The co-founder of a Tanzanian whistle-blowing website has been charged with obstructing an investigation after not handing over the details of people who post on the site to the police.
Maxence Melo, a director of Jamii Forums message boards, was charged under a controversial cybercrimes law.
The government said the law would stop the spread of lies, sedition and pornographic material online.
But critics say the law limits freedom of expression.
One US aid agency ,The Millennium Challenge Corporation (MCC), cancelled nearly $500m (£405m) of funding in March partly on concerns over the enforcement of the law.
Tweeters have been using the hashtag #FreeMaxenceMelo in protest at Mr Melo's arrest.
On Wednesday Tanzanian police took Mr Melo to his office and home to search for the users' details they wanted.
Mr Melo's lawyer told the BBC the search was against his consent and the police did not have a search warrant.
The Jamii Forums other co-founder, Mike Mushi, told the BBC the police didn't take anything but made copies of several documents.
Mr Melo appeared at Kisutu court in Dar es Salaam on Friday, charged with obstructing an investigation and with failing to register the site with a co.tz domain name.
The cybercrime law made it a legal requirement for all websites in Tanzania to have a co.tz domain name.

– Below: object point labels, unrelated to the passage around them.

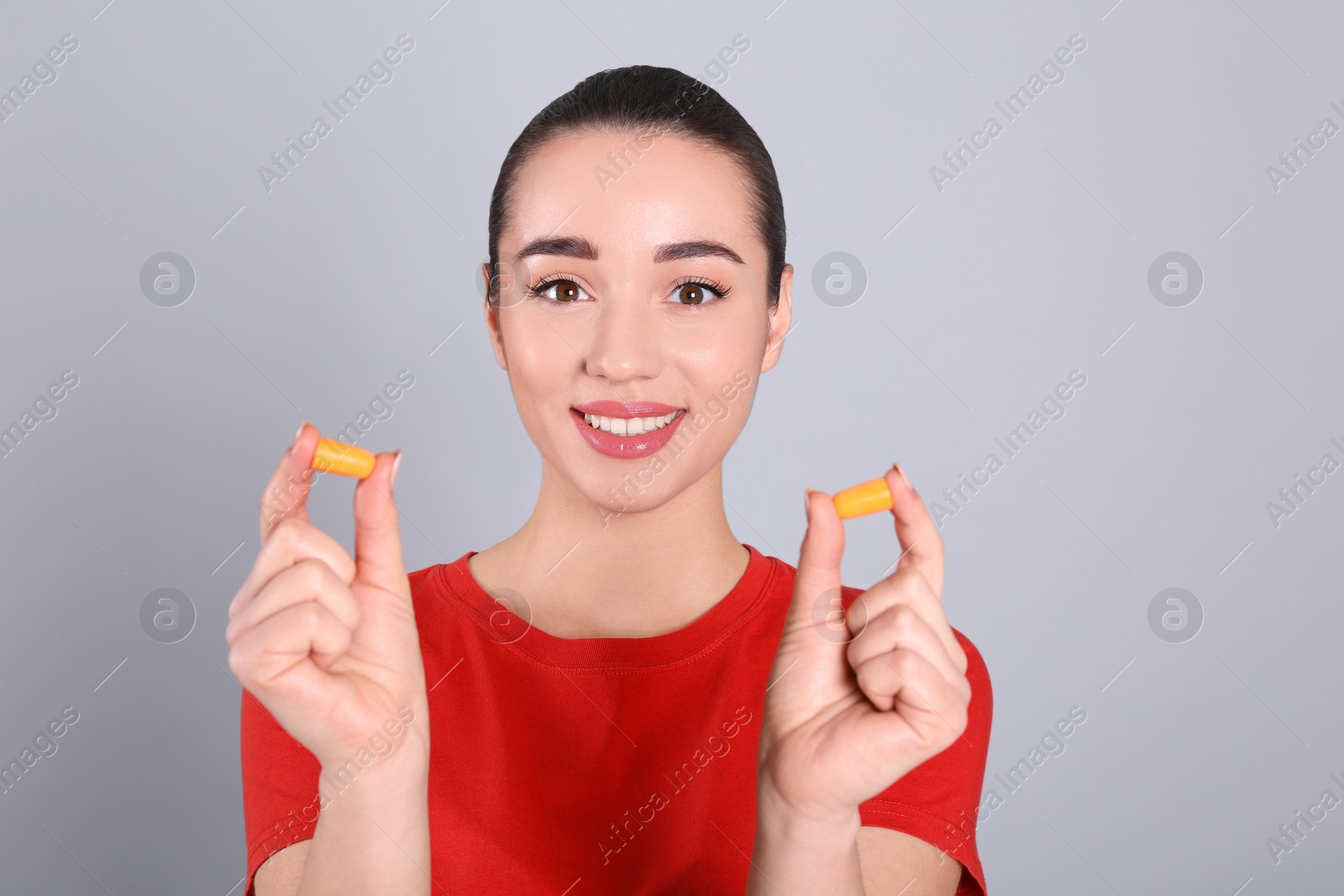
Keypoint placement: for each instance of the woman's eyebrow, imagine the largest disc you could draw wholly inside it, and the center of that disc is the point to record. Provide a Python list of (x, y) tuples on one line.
[(566, 246), (698, 249)]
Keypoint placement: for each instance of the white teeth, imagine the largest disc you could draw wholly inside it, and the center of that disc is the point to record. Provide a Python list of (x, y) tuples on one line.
[(628, 426)]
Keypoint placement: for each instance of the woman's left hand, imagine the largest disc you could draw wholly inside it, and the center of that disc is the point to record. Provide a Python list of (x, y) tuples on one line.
[(860, 698)]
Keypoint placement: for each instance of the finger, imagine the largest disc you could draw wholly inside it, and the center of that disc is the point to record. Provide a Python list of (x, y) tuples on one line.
[(286, 492), (921, 546), (817, 580), (302, 641), (902, 627), (907, 586), (378, 542), (308, 579), (291, 542), (906, 679)]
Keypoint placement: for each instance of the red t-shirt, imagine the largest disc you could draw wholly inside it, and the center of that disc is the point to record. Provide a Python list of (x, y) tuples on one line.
[(604, 765)]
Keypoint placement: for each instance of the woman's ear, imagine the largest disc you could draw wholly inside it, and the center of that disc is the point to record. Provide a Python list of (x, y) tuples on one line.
[(780, 322), (492, 322)]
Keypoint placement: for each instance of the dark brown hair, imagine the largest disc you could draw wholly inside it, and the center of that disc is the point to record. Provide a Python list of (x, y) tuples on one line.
[(651, 101)]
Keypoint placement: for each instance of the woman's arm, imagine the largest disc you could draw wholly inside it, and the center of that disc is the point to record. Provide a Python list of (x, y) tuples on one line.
[(327, 642), (375, 832), (847, 862)]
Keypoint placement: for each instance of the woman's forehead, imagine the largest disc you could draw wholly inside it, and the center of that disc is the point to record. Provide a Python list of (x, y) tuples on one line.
[(624, 192)]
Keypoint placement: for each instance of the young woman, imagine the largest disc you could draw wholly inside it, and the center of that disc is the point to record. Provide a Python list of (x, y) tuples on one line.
[(620, 698)]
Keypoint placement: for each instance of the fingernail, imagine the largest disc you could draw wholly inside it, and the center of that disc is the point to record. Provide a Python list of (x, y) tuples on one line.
[(297, 434), (902, 474)]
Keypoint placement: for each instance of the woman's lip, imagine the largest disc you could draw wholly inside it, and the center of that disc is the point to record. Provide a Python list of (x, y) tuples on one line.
[(625, 409), (625, 446)]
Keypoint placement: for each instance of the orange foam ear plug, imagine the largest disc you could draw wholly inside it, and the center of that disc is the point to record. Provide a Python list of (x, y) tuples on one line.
[(347, 459), (866, 497)]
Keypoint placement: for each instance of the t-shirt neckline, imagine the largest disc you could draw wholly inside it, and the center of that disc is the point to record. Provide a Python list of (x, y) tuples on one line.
[(705, 633)]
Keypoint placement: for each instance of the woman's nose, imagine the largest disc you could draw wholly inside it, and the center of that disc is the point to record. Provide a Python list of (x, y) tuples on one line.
[(625, 342)]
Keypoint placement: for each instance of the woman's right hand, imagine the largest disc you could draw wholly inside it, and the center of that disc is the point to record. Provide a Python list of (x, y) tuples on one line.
[(327, 642)]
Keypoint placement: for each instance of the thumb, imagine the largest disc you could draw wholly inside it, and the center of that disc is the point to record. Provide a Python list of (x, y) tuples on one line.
[(378, 542), (816, 591)]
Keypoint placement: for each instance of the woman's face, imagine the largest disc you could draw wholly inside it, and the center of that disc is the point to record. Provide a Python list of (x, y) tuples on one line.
[(633, 322)]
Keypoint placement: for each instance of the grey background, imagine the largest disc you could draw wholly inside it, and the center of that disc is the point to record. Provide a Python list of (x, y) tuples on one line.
[(1032, 264)]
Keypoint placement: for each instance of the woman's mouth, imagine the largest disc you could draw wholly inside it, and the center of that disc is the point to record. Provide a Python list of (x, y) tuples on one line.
[(627, 429)]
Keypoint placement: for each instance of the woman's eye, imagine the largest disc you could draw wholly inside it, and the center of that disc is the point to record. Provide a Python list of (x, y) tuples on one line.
[(694, 295), (562, 291)]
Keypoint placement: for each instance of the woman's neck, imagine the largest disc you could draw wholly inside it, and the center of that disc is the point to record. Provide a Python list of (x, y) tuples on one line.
[(591, 574)]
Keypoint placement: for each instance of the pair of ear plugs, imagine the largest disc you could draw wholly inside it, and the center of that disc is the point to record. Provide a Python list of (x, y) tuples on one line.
[(859, 500), (347, 459)]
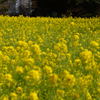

The BBC's Sammy Awami reports that Mr Melo's bail hearing has been postponed until Monday. After he was charged, he was sent to Keko Prison in the country's economic capital, Dar es Salaam.
Technology journalist Tefo Mohapi says JamiiForums has played a huge part in exposing corruption in Tanzania.
He says information posted on the site about corrupt deals has led to the resignation of a prime minister, the dissolution of a cabinet and several ministers losing their jobs.